Technische Universiteit Delft
The Biocatalysis and Organic Chemistry group in Delft will contribute to WP3, WP5 and WP6. In particular the change of the enzyme activity/enzyme promiscuity will be a topic of investigation. This will be explored in the context of multienzyme cascade reactions. We intend to focus on the change of enzyme activity in the lipases towards hydroxynitrile lyases. Considering high structural similarity it is widely accepted that several hydroxynitrile lyases (such as those from Hevea brasiliensis and Manihot esculenta) and lipases have derived from a common ancestor. Although their catalytic site consists of a catalytic triade virtually identical to that of lipases, hydroxynitrile lyases display no hydrolase activity. Instead they catalyse the formation of a carbon carbon bond, the formation of a cyanohydrin. Detailed bioinformatics analysis including identification of evolutionary relationship, positional genomics, metabolic reconstruction, analysis of regulation and other bioinformatics-based comparative techniques should strongly improve the prediction of mutations leading to lipase promisquity. This should open up an entirely new pool of carbon carbon bond forming enzymes, namely modified lipases. These will be tested in biocatalytic cascade reactions. Here we think of an in situ biocatalytic oxidation of an alcohol and subsequent enantioselective addition of HCN catalysed by the newly developed enzymes.

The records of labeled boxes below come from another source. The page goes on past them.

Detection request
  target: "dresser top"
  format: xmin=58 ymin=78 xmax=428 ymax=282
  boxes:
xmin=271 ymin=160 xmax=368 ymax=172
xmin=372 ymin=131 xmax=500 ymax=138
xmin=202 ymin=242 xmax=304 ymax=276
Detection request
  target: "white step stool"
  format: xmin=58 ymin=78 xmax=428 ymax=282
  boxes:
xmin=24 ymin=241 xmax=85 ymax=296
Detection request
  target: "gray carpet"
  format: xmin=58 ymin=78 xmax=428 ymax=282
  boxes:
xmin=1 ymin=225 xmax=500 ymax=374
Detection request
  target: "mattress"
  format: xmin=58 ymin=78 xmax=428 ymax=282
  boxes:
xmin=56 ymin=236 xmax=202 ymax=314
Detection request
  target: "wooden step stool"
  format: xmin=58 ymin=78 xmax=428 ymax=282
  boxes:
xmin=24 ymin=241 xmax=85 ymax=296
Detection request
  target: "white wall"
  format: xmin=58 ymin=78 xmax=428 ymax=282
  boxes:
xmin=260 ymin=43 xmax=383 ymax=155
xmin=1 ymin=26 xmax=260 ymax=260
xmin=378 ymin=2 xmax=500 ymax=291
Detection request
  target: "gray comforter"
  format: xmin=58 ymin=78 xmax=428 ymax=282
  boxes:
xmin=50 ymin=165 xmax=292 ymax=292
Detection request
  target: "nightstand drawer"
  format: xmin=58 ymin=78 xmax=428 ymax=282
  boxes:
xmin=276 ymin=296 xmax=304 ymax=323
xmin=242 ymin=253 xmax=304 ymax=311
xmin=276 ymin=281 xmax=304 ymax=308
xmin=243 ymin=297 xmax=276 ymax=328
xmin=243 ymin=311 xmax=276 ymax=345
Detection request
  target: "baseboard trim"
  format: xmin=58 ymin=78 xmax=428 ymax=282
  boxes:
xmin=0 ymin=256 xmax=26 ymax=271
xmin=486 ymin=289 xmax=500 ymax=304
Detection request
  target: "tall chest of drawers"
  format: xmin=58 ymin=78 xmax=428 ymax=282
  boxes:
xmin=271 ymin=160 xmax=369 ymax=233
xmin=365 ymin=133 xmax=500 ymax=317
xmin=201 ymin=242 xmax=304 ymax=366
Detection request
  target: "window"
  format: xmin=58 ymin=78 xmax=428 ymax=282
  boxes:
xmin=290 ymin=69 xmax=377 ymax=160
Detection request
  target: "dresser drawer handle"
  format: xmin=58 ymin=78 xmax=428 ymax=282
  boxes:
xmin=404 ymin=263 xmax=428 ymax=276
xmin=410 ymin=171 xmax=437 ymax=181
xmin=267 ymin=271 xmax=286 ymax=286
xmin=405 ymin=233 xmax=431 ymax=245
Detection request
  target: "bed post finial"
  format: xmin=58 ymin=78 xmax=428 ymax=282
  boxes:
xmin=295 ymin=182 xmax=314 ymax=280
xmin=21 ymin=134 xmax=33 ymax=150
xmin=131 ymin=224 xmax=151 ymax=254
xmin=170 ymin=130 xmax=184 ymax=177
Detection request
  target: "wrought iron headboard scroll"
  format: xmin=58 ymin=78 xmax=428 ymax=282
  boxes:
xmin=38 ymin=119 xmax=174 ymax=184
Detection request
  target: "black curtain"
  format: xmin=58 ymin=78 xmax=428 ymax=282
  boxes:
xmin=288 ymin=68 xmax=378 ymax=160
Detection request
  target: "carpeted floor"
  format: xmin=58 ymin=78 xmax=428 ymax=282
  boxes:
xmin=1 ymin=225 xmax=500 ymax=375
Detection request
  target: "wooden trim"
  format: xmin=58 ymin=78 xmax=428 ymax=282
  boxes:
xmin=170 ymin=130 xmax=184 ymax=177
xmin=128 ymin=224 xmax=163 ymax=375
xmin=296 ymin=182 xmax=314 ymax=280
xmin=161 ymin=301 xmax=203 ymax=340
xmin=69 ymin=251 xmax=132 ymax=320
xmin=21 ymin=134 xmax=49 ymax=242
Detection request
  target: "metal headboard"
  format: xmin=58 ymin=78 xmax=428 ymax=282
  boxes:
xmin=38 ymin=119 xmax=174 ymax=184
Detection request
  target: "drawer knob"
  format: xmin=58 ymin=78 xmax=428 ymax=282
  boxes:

The group will contribute their long standing expertise in biocatalysis and organic chemistry. Over the years many contributions to hydroxynitrile lyase-catalysed reactions have been made. Furthermore dynamic kinetic resolutions as a tool to prepare enantiopure cyanohydrins were developed. The chemical and more recently the selective enzyme-catalysed oxidation of alcohols is a focus of attention in the group. In addition the newly established molecular biotechnology laboratory and production of mutant enzymes will form a vital part of this project.